Monday, 8 July 2013

The sow's ear

Software quality isn't a fluke, it is not a magic potion, you can't create a quality product using incomplete, inconsistent, or ill conceived requirements. It can't be created by a superhero in a company. It definitely can't be created by omissions in the design, requirements or functional specifications or agile backlog. Software quality is hard earned.

The space shuttle Challenger blew up on January 28th 1986, 76 seconds into its flight. This wasn't a software failure but a management, engineering and quality failure. There were some software aspects to the problem but they were not critical to the overall failure. Even though engineers voiced concerns, management proceeded with the launch. There are lessons to be learnt from that day for software organizations.

The main lesson here is that a failure begins from the starting point. If there is not enough robust processes in place to take into account not just software failure points but also peoples and teams failure points then it is only a question of time before errors are introduced into the system. In a lot of software, errors are manageable but in others it can be fatal.

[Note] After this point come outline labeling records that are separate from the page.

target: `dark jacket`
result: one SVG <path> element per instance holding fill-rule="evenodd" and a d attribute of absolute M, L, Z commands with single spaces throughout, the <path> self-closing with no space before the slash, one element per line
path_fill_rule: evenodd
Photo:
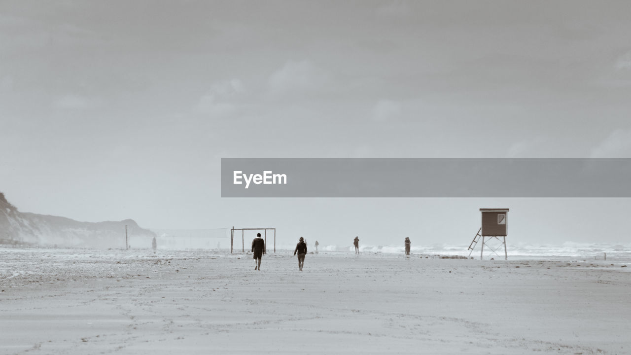
<path fill-rule="evenodd" d="M 263 238 L 256 237 L 254 240 L 252 241 L 252 251 L 261 251 L 265 253 L 265 241 Z"/>
<path fill-rule="evenodd" d="M 301 241 L 296 244 L 296 249 L 293 251 L 293 255 L 295 255 L 296 253 L 298 254 L 307 254 L 307 244 L 305 242 Z"/>

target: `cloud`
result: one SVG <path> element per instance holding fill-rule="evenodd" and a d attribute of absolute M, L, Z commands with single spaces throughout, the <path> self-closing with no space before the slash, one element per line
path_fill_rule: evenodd
<path fill-rule="evenodd" d="M 380 100 L 372 108 L 372 119 L 383 122 L 401 114 L 401 104 L 392 100 Z"/>
<path fill-rule="evenodd" d="M 55 107 L 68 110 L 84 110 L 92 107 L 95 104 L 93 100 L 73 93 L 58 97 L 54 102 Z"/>
<path fill-rule="evenodd" d="M 631 51 L 622 54 L 616 61 L 616 69 L 631 69 Z"/>
<path fill-rule="evenodd" d="M 237 109 L 235 97 L 243 91 L 243 83 L 239 79 L 216 83 L 208 92 L 199 98 L 195 110 L 199 113 L 213 116 L 230 115 Z"/>
<path fill-rule="evenodd" d="M 599 145 L 592 149 L 590 157 L 631 157 L 631 131 L 613 131 Z"/>
<path fill-rule="evenodd" d="M 274 94 L 317 90 L 328 81 L 327 74 L 309 61 L 289 61 L 269 76 L 268 85 Z"/>
<path fill-rule="evenodd" d="M 533 157 L 541 152 L 540 147 L 545 142 L 542 137 L 535 137 L 516 141 L 509 147 L 507 155 L 509 158 Z"/>

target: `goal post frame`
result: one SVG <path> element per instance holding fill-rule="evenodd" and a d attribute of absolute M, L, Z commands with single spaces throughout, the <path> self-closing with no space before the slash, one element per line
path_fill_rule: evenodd
<path fill-rule="evenodd" d="M 232 253 L 233 245 L 234 244 L 235 231 L 241 231 L 241 251 L 245 252 L 245 231 L 264 231 L 265 238 L 265 252 L 268 251 L 268 230 L 274 231 L 274 252 L 276 253 L 276 228 L 235 228 L 232 226 L 230 229 L 230 254 Z"/>

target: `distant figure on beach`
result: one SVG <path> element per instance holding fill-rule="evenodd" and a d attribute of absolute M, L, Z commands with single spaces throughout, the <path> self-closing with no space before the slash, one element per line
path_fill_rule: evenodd
<path fill-rule="evenodd" d="M 296 249 L 293 250 L 293 255 L 298 253 L 298 268 L 302 271 L 302 267 L 305 265 L 305 255 L 307 255 L 307 243 L 305 239 L 300 237 L 300 241 L 296 244 Z"/>
<path fill-rule="evenodd" d="M 261 258 L 265 254 L 265 241 L 261 238 L 261 233 L 252 241 L 252 252 L 254 253 L 254 270 L 261 270 Z"/>

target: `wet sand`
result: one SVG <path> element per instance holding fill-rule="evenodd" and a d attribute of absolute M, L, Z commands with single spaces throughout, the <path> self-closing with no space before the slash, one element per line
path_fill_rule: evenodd
<path fill-rule="evenodd" d="M 623 263 L 0 248 L 0 354 L 628 354 Z M 610 265 L 613 264 L 613 265 Z"/>

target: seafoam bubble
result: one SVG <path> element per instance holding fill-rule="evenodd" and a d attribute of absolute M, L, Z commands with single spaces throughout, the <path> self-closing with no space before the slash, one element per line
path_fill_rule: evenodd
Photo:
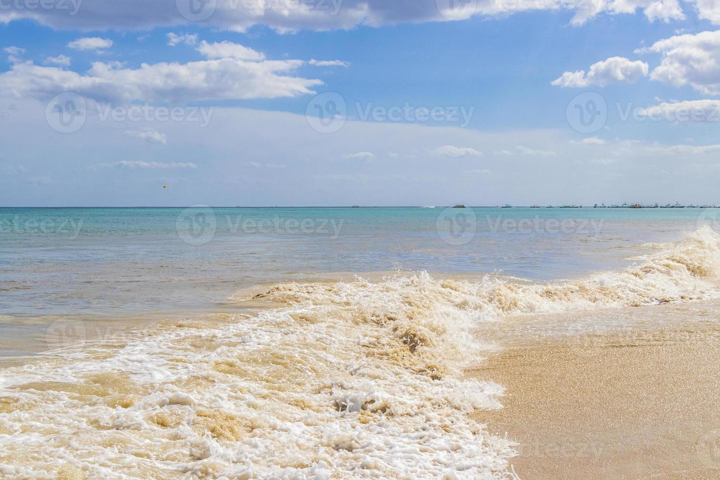
<path fill-rule="evenodd" d="M 620 271 L 563 284 L 290 283 L 276 307 L 61 346 L 7 368 L 9 478 L 503 478 L 513 444 L 469 414 L 500 386 L 467 378 L 471 335 L 508 315 L 718 296 L 720 237 L 701 229 Z M 63 330 L 64 331 L 64 330 Z"/>

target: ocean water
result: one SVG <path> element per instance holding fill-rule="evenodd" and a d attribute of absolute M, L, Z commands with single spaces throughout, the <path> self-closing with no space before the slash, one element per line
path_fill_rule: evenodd
<path fill-rule="evenodd" d="M 512 319 L 714 304 L 719 214 L 0 209 L 0 472 L 511 478 L 464 370 Z"/>

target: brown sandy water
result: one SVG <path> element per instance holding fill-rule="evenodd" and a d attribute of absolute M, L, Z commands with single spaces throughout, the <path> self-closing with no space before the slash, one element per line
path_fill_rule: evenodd
<path fill-rule="evenodd" d="M 507 389 L 504 408 L 474 417 L 518 442 L 522 479 L 719 478 L 717 307 L 596 312 L 624 327 L 592 335 L 567 334 L 581 315 L 516 320 L 498 334 L 506 348 L 469 372 Z"/>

It ends where it begins. If it begins badly, it will end badly. If your design process is brilliant but your development processes are immature then this is where your end begins. Therefore expectations need to be set accordingly. Quality is frequently beyond a tester's reach because it is a management and team objective not just a tester's job. To make quality outputs you need quality inputs. Like that old idiom, 'You can't make a silk purse out of a sow's ear'.